Que le Brexit ou le Bremain sorte vainqueur des urnes britanniques, dans les 2 cas l'UE a révélé sa faiblesse intrinsèque. Aux attaques de la "perfide Albion" se joint l'union machiavélique des politiques néo-libérales et des politiques de stabilité/austérité, union pour un maximum de transfert vers les financiers teneurs de marchés, vers la classe des plus riches (actionnaires, traders, grands patrons,...) et vers l'accroissement des masses en voie de paupérisation : le pressurage de ces masses pour payer des intérêts sans rapport avec l'inflation et la croissance réelles casse les économies nationales et alimente le rejet des classes politiques, des médias et des journalistes du système, et enfin justifie la création de mouvements révolutionnaires et/ou réactionnaires qui n'ont plus que le déchaînement de la violence pour exprimer leur désarroi et leur désespoir.

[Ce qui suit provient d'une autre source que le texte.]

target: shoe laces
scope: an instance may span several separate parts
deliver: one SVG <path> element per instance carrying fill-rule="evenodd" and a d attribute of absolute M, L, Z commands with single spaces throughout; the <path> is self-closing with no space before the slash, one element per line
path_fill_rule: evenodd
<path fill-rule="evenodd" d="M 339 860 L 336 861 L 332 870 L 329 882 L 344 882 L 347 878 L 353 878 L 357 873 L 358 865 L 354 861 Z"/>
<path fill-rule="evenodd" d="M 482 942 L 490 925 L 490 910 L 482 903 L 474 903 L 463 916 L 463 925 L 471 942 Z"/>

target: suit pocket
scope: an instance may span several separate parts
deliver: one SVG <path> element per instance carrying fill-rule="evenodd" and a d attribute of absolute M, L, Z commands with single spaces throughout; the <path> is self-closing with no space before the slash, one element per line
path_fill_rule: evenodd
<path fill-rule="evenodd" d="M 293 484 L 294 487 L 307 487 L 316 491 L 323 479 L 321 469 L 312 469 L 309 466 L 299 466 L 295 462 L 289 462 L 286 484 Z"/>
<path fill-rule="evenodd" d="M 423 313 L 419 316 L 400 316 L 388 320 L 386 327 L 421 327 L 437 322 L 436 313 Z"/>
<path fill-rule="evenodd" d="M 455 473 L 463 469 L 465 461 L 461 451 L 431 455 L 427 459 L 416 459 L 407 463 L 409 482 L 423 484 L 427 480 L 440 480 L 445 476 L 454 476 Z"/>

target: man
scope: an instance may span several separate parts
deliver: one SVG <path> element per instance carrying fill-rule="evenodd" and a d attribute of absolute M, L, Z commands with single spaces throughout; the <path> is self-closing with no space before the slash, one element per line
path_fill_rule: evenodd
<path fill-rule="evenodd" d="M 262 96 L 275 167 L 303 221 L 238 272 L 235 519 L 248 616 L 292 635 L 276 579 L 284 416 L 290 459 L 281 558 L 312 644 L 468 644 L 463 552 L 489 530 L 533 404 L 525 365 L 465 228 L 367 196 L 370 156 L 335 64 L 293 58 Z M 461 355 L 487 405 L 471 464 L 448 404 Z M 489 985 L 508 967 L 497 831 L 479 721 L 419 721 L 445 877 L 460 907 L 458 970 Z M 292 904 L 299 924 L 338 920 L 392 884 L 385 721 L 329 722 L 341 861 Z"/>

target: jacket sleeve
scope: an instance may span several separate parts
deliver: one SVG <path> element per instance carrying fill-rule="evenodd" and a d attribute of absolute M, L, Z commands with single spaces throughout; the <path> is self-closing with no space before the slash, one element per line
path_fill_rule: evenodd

Ce ne sont pas les mesurettes au rabais, acceptables par tous les États, qui permettront à l'UE, expression politoco-administrative artificielle, d'unir tous les peuples qui font la vraie Europe, de les réunir pour qu'ils affirment leur Foi et leur Espérance dans une Europe qui est la leur sans être l'otage des puissances extérieures (USA, Chine,... et puissances financièes multinationales). Une Europe des peuples à la Charlemagne, des nations aujourd'hui, solidaires et respectueuses des valeurs humaines est un challenge à notre portée : il faut le vouloir intensément !

Ce serait la seule réponse valable de l'UE continentale au perfide Cameron.